O ex-Presidente herdou um clube que tinha um volume de negócios na casa do 47 ME. Vou repetir. A SAD do Sporting que BdC herdou de GL gerava uns ridículos 47 ME! Nos últimos quatro anos a média situa-se nos 116 ME.
Neste momento a actividade Futebol representa valores na casa dos 120 ME. Ou seja neste 5 anos o clube consegue gerar receitas para pagar aquela que a sua principal actividade que é 2,5x superior ao volume de negócios em 2012.

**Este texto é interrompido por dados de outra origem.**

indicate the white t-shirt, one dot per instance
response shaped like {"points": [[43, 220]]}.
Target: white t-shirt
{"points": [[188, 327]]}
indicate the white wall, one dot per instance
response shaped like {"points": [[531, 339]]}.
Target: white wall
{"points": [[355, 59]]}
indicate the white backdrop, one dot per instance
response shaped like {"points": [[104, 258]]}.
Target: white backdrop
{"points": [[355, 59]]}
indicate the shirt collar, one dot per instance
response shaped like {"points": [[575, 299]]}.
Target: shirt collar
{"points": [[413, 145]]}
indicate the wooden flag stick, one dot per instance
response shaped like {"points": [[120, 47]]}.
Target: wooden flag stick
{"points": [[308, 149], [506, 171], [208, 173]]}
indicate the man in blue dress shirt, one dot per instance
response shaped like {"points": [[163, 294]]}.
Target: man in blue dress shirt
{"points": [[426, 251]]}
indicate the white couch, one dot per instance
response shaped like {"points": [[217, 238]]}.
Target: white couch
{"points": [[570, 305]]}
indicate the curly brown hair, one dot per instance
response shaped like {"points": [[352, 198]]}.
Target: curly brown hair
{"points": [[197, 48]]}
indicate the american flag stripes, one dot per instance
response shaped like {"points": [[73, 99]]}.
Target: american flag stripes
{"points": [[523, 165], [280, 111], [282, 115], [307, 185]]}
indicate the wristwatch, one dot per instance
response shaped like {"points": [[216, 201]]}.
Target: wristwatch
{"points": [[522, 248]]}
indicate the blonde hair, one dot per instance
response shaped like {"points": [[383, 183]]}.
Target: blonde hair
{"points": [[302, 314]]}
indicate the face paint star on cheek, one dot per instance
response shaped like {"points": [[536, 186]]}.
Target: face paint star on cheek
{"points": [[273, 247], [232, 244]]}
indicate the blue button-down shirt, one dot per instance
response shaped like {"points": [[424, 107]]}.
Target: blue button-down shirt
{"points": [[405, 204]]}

Lembram-se quando a CdG entrou em funções e desatou-se a gritar fogo e default por todos os lados. Lembram-se das capas dos jornais sobre a gravíssima crise financeira no clube. Recordam-se do discurso miserável do Ricciardi ao longo de toda da campanha? Pois bem José de Sousa Cintra escreve isto neste R&C:
“É convicção do CA da Sporting SAD que já após o presente exercício, estão reunidas as condições necessários para a emissão de um ou mais empréstimos obrigacionistas até ao montante de 60 ME, tal como aprovado pela AG desta sociedade”.
Relembro que quem assinou esta frase foi Sousa Cintra, por isso ou ele merece o Nobel da Economia porque conseguiu em semanas (este relatório fecha contas no final Julho) resolver os graves problemas da SAD, ou o trabalho que foi feito nos últimos anos tem mérito na recuperação financeira do Sporting e não pode ser esquecido. Acredito mais nesta ultima.
Além disso este R&C apresenta um saldo negativo porque, como também é referido nas notas que a Administração liderada por Sousa Cintra deixa, as rescisões dos jogadores tiveram um impacto negativo nas contas, mas está em aberto o clube ser ressarcido em vária dezenas de milhões euros, fruto dos processo que prosseguem na via judicial cível e desportiva.
Por fim a média de comissões pagas aos agentes desportivos nas contratações cifrou-se nos 10%, valor que me parece muito razoável tendo o que se verificava nos tempos de Duque e Carlos Freitas…
Concluo dizendo que o Frederico Varandas tem a felicidade de encontrar um clube que contrasta quase radicalmente do Sporting que BdC herdou na frente financeira, associados, património, e recursos humanos. Por isso a base de trabalho permiti-lhe, se tiver esse engenho, apresentar um Sporting ainda mais forte quando daqui a quatro anos prestar contas aos sócios.